A Zambrone, la politica torna a infiammarsi. Dopo giorni di tensioni e manovre interne, i consiglieri di opposizione del gruppo Rinascita per Zambrone - Mariella Epifanio, Amelia Conca e Fabio Cotroneo - rompono il silenzio e intervengono duramente sulla situazione amministrativa del Comune, parlando apertamente di una “crisi di fiducia” all’interno della maggioranza che sostiene il sindaco Corrado L’Andolina.
«Nella vita come in politica - scrivono i consiglieri -le parole contano. Su di esse si costruiscono progetti e fiducia, ma quando questa viene tradita, si spezza anche il rapporto con i cittadini».
Secondo l’opposizione, la maggioranza sarebbe ormai logorata da divisioni interne, tenuta insieme solo dalla volontà di portare a termine il mandato e, forse, di mantenere in vita la presidenza della Provincia di Vibo Valentia, oggi in discussione anche tra gli stessi sostenitori del sindaco. Una situazione definita “paradossale”, che - spiegano i consiglieri - «non sorprende chi da tempo denuncia le difficoltà amministrative e la mancanza di coesione politica».
Gli esponenti di Rinascita per Zambrone smentiscono inoltre l’esistenza di presunti “golpe” o manovre di palazzo: «Non c’è stato nessun tentativo di sovvertire gli equilibri politici. Abbiamo solo condiviso il malessere di alcuni membri della stessa maggioranza -tra cui il vicesindaco e il presidente del Consiglio comunale - che avevano espresso le nostre stesse perplessità. Ma l’assenza di un consigliere all’ultimo momento ha fatto saltare tutto».
Per l’opposizione, il ritorno improvviso alla “normalità” sarebbe solo apparente: «Non si può ostentare serenità dopo un tentato ribaltone politico. Le crepe nella maggioranza restano visibili e il progetto amministrativo appare ormai irrimediabilmente compromesso».
I consiglieri ricordano anche le numerose interrogazioni e mozioni presentate negli anni, compresa quella inviata al Prefetto, in cui si denunciavano «atteggiamenti inadeguati del sindaco, tanto in Consiglio quanto sui social, dove spesso - sostengono - sono stati alimentati toni offensivi e divisivi nei confronti della minoranza».

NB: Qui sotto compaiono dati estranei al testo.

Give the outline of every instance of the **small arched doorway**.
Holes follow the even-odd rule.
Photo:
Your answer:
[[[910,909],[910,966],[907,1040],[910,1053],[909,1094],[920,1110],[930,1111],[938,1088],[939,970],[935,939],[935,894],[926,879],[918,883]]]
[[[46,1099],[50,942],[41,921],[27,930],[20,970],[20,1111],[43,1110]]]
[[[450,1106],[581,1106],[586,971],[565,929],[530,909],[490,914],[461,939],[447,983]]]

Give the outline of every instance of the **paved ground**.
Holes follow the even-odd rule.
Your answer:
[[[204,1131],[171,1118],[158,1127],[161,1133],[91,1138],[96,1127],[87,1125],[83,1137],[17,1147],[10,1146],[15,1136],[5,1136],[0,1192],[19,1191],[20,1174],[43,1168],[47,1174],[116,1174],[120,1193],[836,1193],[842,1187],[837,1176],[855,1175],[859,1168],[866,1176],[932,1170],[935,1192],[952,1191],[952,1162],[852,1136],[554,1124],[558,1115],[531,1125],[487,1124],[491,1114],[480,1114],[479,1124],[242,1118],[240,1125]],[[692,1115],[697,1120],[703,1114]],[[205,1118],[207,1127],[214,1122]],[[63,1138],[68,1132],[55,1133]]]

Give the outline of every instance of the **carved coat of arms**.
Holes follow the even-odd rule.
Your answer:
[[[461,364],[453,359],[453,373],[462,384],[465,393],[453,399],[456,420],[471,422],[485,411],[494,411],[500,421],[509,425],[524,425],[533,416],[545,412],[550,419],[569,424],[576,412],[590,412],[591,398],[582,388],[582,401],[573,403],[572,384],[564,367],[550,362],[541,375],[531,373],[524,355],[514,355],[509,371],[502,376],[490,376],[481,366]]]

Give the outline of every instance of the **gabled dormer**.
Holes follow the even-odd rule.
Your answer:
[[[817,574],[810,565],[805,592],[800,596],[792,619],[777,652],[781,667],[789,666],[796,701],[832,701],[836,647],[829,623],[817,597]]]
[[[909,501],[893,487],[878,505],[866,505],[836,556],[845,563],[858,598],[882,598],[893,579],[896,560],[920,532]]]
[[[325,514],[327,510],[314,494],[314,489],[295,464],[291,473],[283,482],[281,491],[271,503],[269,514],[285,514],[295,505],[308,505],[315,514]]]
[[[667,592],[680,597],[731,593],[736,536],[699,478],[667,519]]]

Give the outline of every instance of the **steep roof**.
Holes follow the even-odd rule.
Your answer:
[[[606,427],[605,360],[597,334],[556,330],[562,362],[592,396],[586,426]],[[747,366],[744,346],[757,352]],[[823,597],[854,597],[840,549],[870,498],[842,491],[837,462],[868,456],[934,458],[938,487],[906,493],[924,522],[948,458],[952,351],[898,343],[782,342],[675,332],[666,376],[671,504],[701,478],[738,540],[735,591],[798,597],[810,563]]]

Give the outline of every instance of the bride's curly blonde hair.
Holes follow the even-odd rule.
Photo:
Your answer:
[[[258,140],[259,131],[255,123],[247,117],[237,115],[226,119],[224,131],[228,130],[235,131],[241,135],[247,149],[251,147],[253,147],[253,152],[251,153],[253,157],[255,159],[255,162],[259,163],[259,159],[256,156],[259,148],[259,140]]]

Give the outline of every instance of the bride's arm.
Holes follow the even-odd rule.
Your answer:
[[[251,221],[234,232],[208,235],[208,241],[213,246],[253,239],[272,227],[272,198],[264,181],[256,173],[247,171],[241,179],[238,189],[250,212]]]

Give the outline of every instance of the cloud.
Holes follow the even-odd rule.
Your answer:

«Il sindaco smetta di presentarsi come vittima - aggiungono - e spieghi invece perché, dal Comune alla Provincia, manca ormai la fiducia nella sua leadership politica. Noi abbiamo sempre cercato il dialogo, ma ci siamo trovati davanti un atteggiamento arrogante e chiuso».
In conclusione, Epifanio, Conca e Cotroneo ribadiscono la volontà di proseguire il proprio impegno istituzionale «con fermezza e senso di responsabilità, per garantire il controllo democratico e la trasparenza amministrativa, in un Comune oggi in evidente difficoltà».
«La verità - scrivono in chiusura - è come la luce: trova sempre un modo per farsi vedere. E la verità politica, oggi, è che la dignità del servizio pubblico si è smarrita. Bisogna ritrovare il senso di ciò che la Costituzione impone: servire lo Stato con disciplina e onore, restituendo valore al confronto civile e alla democrazia, per il bene della comunità».